Dans un message publié sur son blog le 31 décembre dernier, Theo Francken (N-VA) s'est dit "choqué" par les 20.000 € de subventions octroyés par le gouvernement fédéral au Collectif contre l'Islamophobie en Belgique (CCIB). Le député en a demandé la suspension temporaire en attendant qu'une enquête plus approfondie soit menée et que la Sûreté de l'État ait remis un avis.
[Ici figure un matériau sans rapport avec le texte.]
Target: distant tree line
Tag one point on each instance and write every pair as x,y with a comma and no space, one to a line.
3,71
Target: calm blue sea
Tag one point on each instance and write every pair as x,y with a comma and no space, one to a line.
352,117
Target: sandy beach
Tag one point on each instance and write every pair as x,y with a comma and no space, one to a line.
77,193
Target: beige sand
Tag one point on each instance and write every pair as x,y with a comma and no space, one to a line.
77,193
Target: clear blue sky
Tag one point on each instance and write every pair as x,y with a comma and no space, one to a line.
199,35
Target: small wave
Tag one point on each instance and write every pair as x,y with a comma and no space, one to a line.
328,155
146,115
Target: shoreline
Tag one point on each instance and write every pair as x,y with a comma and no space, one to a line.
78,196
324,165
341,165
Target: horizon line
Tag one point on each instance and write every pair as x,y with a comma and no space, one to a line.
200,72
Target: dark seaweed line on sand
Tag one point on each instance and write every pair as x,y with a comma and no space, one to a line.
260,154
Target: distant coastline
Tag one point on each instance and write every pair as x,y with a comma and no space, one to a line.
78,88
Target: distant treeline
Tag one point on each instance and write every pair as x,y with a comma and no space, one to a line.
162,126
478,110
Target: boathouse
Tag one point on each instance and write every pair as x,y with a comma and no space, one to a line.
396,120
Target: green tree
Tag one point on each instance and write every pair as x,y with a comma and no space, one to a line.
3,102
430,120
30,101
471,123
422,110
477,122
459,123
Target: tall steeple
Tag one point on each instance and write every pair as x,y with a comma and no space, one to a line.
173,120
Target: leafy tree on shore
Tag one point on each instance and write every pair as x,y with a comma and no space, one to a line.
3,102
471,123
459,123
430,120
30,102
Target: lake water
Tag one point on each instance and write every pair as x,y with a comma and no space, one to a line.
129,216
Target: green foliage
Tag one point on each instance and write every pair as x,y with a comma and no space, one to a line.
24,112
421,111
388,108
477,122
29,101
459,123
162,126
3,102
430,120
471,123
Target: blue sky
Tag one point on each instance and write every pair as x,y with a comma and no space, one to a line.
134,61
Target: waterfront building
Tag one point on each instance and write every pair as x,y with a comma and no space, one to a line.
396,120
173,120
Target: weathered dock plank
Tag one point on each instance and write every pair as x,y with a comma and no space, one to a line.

En effet, selon le nationaliste flamand, le CCIB n'est autre que le pendant belge du CCIF, le Collectif Contre l'Islamophobie en France, qui a récemment été contraint d'être dissous suite à l'assassinat du professeur Samuel Paty. L'organisation a en effet été accusée de "propagande islamiste" et de prôner des valeurs contraires à celles de la République française, et a par conséquent purement et simplement été interdite par le gouvernement français. "Il est incompréhensible qu'il n'y ait aucune consultation avec les collègues français", a écrit le député.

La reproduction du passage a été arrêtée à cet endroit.